From mboxrd@z Thu Jan  1 00:00:00 1970
Return-Path: <linux-kernel-owner@vger.kernel.org>
Received: (majordomo@vger.kernel.org) by vger.kernel.org via listexpand
	id S1946945Ab2LFTTr (ORCPT <rfc822;w@1wt.eu>);
	Thu, 6 Dec 2012 14:19:47 -0500
Received: from hrndva-omtalb.mail.rr.com ([71.74.56.122]:30618 "EHLO
	hrndva-omtalb.mail.rr.com" rhost-flags-OK-OK-OK-OK) by vger.kernel.org
	with ESMTP id S1946899Ab2LFTTo (ORCPT
	<rfc822;linux-kernel@vger.kernel.org>);
	Thu, 6 Dec 2012 14:19:44 -0500
X-Authority-Analysis: v=2.0 cv=f9bK9ZOM c=1 sm=0 a=rXTBtCOcEpjy1lPqhTCpEQ==:17 a=mNMOxpOpBa8A:10 a=0q0mCv_Vr9gA:10 a=5SG0PmZfjMsA:10 a=Q9fys5e9bTEA:10 a=meVymXHHAAAA:8 a=lrIq2vSOvhQA:10 a=KKAkSRfTAAAA:8 a=qyRwAtYM7W7NhZJjX_kA:9 a=PUjeQqilurYA:10 a=WwgC8nHKvroA:10 a=rXTBtCOcEpjy1lPqhTCpEQ==:117
X-Cloudmark-Score: 0
X-Authenticated-User: 
X-Originating-IP: 74.67.115.198
Message-ID: <1354821581.17101.17.camel@gandalf.local.home>
Subject: Re: [PATCH] ARM: ftrace: Ensure code modifications are synchronised
 across all cpus
From: Steven Rostedt <rostedt@goodmis.org>
To: "Jon Medhurst (Tixy)" <tixy@linaro.org>
Cc: linux-arm-kernel@lists.infradead.org,
        Russell King <linux@arm.linux.org.uk>, Ingo Molnar <mingo@redhat.com>,
        Frederic Weisbecker <fweisbec@gmail.com>, Rabin Vincent <rabin@rab.in>,
        linux-kernel@vger.kernel.org
Date: Thu, 06 Dec 2012 14:19:41 -0500
In-Reply-To: <1354817466.30905.13.camel@linaro1.home>
References: <1354817466.30905.13.camel@linaro1.home>
Content-Type: text/plain; charset="ISO-8859-15"
X-Mailer: Evolution 3.4.4-1 
Mime-Version: 1.0
Content-Transfer-Encoding: 7bit
Sender: linux-kernel-owner@vger.kernel.org
List-ID: <linux-kernel.vger.kernel.org>
X-Mailing-List: linux-kernel@vger.kernel.org

On Thu, 2012-12-06 at 18:11 +0000, Jon Medhurst (Tixy) wrote:
> When the generic ftrace implementation modifies code for trace-points it
> uses stop_machine() to call ftrace_modify_all_code() on one CPU. This
> ultimately calls the ARM specific function ftrace_modify_code() which
> updates the instruction and then does flush_icache_range(). As this
> cache flushing only operates on the local CPU then other cores may end
> up executing the old instruction if it's still in their icaches.
> 
> This may or may not cause problems for the use of ftrace on kernels
> compiled for ARM instructions. However, Thumb2 instructions can straddle
> two cache lines so its possible for half the old instruction to be in
> the cache and half the new one, leading to the CPU executing garbage.

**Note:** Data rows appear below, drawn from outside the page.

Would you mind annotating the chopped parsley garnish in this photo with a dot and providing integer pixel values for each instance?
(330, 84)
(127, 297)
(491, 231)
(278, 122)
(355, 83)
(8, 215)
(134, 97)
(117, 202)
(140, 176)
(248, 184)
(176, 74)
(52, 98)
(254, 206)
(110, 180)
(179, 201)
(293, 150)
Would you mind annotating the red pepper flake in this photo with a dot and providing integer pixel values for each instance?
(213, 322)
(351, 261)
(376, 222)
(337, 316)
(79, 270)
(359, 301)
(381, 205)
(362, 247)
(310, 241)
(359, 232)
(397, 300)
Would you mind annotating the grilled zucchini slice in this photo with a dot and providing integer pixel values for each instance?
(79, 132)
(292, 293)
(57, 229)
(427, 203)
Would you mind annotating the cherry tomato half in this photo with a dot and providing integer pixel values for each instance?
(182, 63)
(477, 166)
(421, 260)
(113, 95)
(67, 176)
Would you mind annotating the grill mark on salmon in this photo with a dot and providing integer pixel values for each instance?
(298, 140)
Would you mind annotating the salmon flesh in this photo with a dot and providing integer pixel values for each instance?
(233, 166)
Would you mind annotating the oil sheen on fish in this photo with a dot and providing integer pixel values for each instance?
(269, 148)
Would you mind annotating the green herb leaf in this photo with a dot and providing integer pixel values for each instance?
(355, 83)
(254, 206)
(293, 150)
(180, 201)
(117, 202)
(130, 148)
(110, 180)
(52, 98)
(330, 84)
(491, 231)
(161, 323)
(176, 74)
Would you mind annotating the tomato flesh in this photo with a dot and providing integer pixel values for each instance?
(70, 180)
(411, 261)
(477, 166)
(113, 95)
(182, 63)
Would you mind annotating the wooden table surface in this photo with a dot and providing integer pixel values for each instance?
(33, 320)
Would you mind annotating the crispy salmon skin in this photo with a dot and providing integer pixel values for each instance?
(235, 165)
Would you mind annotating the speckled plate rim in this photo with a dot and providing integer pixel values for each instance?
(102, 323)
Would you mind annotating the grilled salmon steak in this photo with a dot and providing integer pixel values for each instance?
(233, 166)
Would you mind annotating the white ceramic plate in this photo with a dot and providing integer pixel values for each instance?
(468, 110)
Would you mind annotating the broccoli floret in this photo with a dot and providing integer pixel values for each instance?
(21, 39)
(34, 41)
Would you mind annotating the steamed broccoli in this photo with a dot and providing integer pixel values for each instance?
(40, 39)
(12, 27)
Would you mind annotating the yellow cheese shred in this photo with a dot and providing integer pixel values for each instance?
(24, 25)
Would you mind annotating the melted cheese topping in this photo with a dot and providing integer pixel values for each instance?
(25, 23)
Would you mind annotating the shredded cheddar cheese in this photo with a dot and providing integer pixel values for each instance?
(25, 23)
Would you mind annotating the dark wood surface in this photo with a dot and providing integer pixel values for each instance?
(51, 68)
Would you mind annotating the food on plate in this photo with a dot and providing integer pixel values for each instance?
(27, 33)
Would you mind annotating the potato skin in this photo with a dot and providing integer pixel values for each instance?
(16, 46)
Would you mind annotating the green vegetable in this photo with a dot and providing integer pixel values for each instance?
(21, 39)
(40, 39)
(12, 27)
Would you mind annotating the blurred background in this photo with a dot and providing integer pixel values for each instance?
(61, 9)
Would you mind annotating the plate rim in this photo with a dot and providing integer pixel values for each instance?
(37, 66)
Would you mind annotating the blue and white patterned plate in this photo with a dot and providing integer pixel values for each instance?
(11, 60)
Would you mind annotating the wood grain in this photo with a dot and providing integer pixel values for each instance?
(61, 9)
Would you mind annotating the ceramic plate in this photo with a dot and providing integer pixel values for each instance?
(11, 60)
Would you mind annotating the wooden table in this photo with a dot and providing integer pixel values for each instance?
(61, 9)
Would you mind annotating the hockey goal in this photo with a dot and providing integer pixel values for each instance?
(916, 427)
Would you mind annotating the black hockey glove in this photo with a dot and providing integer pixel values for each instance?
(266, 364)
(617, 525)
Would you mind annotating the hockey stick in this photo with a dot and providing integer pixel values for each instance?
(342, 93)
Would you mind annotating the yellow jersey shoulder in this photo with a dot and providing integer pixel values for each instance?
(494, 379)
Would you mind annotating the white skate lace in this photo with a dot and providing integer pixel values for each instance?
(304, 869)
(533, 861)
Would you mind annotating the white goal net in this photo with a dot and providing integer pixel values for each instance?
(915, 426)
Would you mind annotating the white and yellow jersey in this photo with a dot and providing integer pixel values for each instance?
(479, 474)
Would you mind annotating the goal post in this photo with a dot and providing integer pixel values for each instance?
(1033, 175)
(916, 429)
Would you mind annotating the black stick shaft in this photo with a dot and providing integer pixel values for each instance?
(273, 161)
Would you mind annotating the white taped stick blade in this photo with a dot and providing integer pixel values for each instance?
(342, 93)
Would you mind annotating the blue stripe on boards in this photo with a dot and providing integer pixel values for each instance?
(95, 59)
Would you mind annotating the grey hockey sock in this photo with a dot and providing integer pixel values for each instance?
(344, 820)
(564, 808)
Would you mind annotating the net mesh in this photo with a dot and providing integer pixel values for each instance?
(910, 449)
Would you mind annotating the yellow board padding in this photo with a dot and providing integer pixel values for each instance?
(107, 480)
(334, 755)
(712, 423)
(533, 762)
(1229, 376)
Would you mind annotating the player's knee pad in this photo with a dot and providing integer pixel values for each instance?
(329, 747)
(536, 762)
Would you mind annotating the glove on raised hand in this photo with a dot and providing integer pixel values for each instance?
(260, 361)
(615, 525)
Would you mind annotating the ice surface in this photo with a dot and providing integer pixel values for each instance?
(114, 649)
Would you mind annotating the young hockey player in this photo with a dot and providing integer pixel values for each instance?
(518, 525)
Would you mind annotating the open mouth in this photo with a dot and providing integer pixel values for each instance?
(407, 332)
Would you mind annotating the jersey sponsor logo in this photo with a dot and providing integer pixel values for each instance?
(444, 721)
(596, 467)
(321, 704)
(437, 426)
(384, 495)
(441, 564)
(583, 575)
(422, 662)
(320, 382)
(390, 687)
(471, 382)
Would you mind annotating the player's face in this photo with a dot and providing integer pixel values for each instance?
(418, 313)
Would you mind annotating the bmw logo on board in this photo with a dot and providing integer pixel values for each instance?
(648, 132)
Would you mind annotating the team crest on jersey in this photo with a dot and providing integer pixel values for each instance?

Hmm, your use of "may or may not" seems as you may not know this answer.
I wonder if you can use the break point method as x86 does now, and
remove the stop machine completely. Basically this is how it works:

add sw breakpoints to all locations to modify (the bp handler just does
a nop over the instruction).

send an IPI to all CPUs to flush their icache.

Modify the non breakpoint part of the instruction with the new
instruction.

send an IPI to all CPUs to flush their icache

Replace the breakpoint with the finished instruction.

Then you don't suffer the stomp_machine() latency hit. The system will
slow a bit due to the breakpoints but there wont be a huge "halt" in the
middle of processing.

-- Steve

> 
> This patch fixes this situation by providing an arch-specific
> implementation of arch_ftrace_update_code() which ensures that after one
> core has modified all the code, the other cores invalidate their icaches
> before continuing.
> 
> Signed-off-by: Jon Medhurst <tixy@linaro.org>
> ---